Differentially methylated region (DMR) analyses

Using two different methods for DMR analysis of gestational age in relation to newborn DNA methylation, we identified 4479 significant (Šidák-corrected P < 0.01) DMRs from the comb-p method and 14,671 significant (FDR P < 0.01) DMRs from DMRcate, respectively, including 2375 DMRs (representing 11,861 CpGs) that were significant based on both approaches (Additional file 1: Table S6). Out of the 8899 Bonferroni significant single CpGs, 2289 CpGs overlapped with CpGs in identified in the combined DMR analyses (11,861 CpGs). Moreover, from loci included by the three or more adjacent CpG selection (n = 1276), 521 CpGs overlapped with those identified in the combined DMR analyses.
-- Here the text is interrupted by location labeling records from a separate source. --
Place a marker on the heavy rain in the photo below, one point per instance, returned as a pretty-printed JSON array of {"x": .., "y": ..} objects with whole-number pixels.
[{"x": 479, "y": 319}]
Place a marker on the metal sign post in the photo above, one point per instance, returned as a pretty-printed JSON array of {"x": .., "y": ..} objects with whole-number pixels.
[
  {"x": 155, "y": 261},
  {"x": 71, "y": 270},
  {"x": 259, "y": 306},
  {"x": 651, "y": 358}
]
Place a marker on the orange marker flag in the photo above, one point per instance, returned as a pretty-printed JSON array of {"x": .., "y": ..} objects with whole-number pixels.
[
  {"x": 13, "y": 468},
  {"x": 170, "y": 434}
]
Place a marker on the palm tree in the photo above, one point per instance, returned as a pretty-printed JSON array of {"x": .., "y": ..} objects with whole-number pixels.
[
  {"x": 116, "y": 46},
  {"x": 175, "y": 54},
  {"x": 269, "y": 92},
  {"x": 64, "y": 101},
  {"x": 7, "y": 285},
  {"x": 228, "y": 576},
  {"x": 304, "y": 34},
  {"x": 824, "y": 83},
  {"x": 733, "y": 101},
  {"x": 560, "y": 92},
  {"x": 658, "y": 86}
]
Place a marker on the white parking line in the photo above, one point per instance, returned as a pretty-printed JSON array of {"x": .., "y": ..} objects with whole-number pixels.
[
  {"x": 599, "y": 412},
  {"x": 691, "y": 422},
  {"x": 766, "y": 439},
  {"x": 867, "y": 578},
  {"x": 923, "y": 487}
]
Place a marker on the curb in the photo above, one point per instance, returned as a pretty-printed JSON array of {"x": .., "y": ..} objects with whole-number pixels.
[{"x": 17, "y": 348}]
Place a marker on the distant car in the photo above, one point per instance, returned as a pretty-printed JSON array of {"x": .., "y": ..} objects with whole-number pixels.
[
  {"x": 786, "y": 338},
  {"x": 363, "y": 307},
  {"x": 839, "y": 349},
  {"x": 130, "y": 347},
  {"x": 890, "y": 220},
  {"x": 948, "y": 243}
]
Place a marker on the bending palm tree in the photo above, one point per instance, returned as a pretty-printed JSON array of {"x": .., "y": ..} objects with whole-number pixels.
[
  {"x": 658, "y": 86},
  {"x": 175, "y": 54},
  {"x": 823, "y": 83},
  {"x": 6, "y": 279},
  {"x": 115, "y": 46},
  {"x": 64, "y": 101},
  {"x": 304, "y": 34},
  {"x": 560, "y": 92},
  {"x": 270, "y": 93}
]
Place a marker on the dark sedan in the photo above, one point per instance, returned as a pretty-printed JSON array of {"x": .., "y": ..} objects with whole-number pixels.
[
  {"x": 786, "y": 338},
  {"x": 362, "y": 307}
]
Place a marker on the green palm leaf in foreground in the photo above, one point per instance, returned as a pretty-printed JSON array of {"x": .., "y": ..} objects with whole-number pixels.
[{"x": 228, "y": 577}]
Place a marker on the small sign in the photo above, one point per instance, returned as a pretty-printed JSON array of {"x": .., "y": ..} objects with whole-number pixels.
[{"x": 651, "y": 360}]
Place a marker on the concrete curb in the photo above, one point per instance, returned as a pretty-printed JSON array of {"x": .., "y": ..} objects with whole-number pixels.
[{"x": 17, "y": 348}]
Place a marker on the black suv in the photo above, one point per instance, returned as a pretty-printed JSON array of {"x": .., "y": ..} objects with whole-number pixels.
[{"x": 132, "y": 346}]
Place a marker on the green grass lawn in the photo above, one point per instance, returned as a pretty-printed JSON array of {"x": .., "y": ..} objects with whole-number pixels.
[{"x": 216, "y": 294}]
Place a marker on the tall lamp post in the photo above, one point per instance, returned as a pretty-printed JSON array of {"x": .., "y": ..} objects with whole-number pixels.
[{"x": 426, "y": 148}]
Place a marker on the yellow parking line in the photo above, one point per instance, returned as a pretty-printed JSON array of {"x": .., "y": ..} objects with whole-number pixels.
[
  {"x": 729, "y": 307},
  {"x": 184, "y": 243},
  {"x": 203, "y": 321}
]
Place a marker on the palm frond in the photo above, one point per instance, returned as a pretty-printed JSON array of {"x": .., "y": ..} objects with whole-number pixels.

Of note, out of the 1276 CpGs, 1223 and 1231 CpGs were captured by DMRs identified using the comb-p and DMRcate independent approaches, respectively.

Assessment of CpG methylation in earlier embryonic stages

We examined whether the CpGs detected in cord blood (that originate from embryonic germ layer mesoderm) were differentially methylated in relation to gestational age in other fetal tissues, lung and brain that originate from the two other embryonic germ layers, ectoderm and endoderm, respectively, collected prenatally [47, 48]. To this end, we performed look-up analyses in DNA methylation data for 74 fetal lung samples representing gestational age 59 to 122 days (~ 8 to 17 completed gestational weeks) [47]. Out of the 1276 CpGs, selected based on three or more adjacent CpGs from our no complications model, 1030 CpGs were available in the fetal lung dataset. We observed associations at Bonferroni look-up level correction significance (0.05/1030; P < 4.85 × 10− 5) between DNA methylation levels in fetal lung tissue and gestational age at tissue collection for 151 (15%) CpGs (Additional file 1: Table S7). Of these 151 (58 negatively and 93 positively associated), 78 showed the same direction of association with gestational age in cord blood and fetal lung tissue. The look-up analyses of fetal brain tissue were undertaken in 179 samples representing 23 to 184 days (~ 3 to 26 completed weeks) [48]. Out of the 1276 CpGs, we found significant associations (using Bonferroni correction P < 1.06 × 10− 7 cut-off since only this data was available for analyses; Additional file 1: Table S8) for 268 CpGs (21%) in relation to gestational age at tissue collection. Of these 268 sites, 227 had same direction of effect in the cord blood and fetal brain data. We found enrichment more than expected by chance for our cord blood gestational age associated CpGs (n = 1276) in fetal lung (P = 2.1 × 10− 4) and brain (P = 3.9 × 10− 57) tissue. Thirty CpGs showed significant associations with gestational age in all three tissues (cord blood, fetal lung and fetal brain).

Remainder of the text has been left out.